Upon review of the UDO, my interpretation is that these pinwheels are exempt from enforcement under Article 19, Section C-4. I have since made personal contact with DSS and apologized for the way this matter was handled and informed them the pinwheels could be placed back at their previous location, should DSS choose to do so.
The media is asking questions regarding this issue. We will respond with similar information as explained in this email.
I am following the appropriate policies in dealing administratively with staff.
Let me know if you have any questions.
Michael L. Scott
Child Abuse Awareness In Johnston County
Child abuse is a much larger problem in Johnston County than many realize. According to the Department of Social Services, 6,949 reports of alleged abuse or neglect were received in 2016 in Johnston County. Of those calls, 1,522 were assigned to investigators. They involved over 3,900 children.

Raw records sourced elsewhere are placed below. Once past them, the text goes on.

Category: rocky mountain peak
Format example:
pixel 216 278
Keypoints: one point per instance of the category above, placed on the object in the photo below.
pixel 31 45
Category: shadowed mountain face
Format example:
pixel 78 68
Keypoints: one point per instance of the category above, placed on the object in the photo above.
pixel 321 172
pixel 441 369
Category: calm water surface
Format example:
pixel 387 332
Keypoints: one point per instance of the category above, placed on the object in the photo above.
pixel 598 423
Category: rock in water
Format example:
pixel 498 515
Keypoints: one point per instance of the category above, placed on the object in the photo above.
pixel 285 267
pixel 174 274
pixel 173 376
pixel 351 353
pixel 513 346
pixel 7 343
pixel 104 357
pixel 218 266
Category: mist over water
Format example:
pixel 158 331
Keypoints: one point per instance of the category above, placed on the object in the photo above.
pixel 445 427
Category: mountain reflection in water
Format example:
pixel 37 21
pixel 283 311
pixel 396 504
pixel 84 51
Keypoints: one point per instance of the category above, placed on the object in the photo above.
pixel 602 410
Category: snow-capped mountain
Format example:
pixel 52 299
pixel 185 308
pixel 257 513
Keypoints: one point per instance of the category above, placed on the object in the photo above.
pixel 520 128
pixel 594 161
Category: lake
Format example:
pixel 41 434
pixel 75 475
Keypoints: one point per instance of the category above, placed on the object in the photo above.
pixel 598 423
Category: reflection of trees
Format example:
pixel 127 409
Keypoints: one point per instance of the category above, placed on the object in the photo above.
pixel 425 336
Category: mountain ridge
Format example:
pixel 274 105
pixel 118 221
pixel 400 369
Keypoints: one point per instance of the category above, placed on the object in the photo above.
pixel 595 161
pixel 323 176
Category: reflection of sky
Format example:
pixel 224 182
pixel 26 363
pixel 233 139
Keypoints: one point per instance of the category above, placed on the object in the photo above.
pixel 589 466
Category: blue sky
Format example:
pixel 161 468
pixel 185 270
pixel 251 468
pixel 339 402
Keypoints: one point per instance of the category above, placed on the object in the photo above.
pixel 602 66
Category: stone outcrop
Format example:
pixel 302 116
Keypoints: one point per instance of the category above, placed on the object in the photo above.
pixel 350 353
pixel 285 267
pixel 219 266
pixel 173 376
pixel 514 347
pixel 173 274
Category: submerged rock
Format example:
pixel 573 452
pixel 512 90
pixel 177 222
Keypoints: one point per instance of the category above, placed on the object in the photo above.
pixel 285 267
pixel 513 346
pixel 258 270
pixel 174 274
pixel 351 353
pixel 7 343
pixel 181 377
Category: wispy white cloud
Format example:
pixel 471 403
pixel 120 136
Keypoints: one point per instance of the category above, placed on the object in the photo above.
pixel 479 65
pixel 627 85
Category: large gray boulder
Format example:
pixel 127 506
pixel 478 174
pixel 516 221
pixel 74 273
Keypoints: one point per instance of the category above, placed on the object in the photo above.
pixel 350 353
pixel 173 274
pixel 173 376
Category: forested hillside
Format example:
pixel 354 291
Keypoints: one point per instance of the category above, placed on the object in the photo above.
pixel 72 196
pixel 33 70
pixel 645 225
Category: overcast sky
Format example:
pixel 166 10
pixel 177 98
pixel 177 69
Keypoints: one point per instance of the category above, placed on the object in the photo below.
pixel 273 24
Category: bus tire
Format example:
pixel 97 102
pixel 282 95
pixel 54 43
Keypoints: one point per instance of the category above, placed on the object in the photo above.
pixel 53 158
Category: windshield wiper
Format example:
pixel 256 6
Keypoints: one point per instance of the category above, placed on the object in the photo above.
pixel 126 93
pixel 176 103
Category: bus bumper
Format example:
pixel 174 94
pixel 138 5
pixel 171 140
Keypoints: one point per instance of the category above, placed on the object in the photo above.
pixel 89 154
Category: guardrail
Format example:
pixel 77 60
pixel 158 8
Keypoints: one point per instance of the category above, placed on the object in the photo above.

18 percent of the cases, involving 713 children, confirmed abuse or neglect.
At any given time, DSS has an average of 118 children in foster care in Johnston County.
In February 2017 alone, 511 new cases of alleged child abuse were received. 144 were assigned to investigators, 134 children were in DSS custody and 55 children had been removed from homes and were placed with relatives.
Last Friday, social workers gathered next to the pinwheels to blow bubbles in the air to symbolize the victims of child abuse and give a visual reminder of just how many children have been victimized locally.